PUBLISHED: 09:00 25 October 2017

Highways England is putting together a new protocol for the Orwell Bridge. Picture: GREGG BROWN

Highways England is putting together a new protocol for the Orwell Bridge. Picture: GREGG BROWN

A new plan for dealing with Orwell Bridge closures is nearing completion – with details on diversions and how the public is informed set to be included.

Traffic in Ipswich ground to halt after the fatal crash on the Orwell Bridge on Friday morning. Picture: SARAH LUCY BROWN Traffic in Ipswich ground to halt after the fatal crash on the Orwell Bridge on Friday morning. Picture: SARAH LUCY BROWN

During a summit held on Wednesday last week, Highways England updated members of Suffolk County Council, Ipswich Borough Council, Suffolk police and Associated British Ports on progress for its new protocol, while those organisations have been giving feedback during six-monthly meetings.

A spokesman from Highways England said it was applying the “finishing touches” to the new protocol, which will be unveiled with a presentation when it is completed.

Within the new document is expected to be details on how strong winds must be to trigger a bridge closure, why the bridge has to be closed and when it re-opens, what the diversion routes are and how the public and media are informed.

A dedicated webpage is also being set up with travel updates.

The news comes after police closed the bridge for more than eight hours on Friday last week following a fatal road traffic accident.

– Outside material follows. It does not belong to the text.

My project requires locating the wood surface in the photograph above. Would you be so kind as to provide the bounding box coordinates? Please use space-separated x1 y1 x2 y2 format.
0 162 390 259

During last week’s bridge closures, motorists were facing lengthy delays as traffic had to be diverted through Ipswich town centre, causing gridlock on some of the town’s already-busy roads.

Motorists heading into Ipswich from Colchester reported journeys of three-hours, while the bridge is used by thousands of lorries each day to get to and from the Port of Felixstowe.

A Suffolk police spokeswoman said the work carried out on Friday was in line with its usual serious road traffic collision investigation, which differs to its work in helping close the bridge during high winds.

“Police investigation of serious and fatal collisions needs to be carried out in a thorough manner, as initially the scene has to be protected, evidence gathered and witnesses spoken to,” she said.

“Enquiries can take a number of hours to complete, and our duty of care to road users means that roads cannot be reopened until the highway is clear of any hazard that may affect use of the road.”

A high wind protocol for the Orwell Bridge was published in January 2015, but it is understood all affected parties are keen to make improvements from lessons learnt during Storm Doris in February, when high winds forced the bridge to be closed.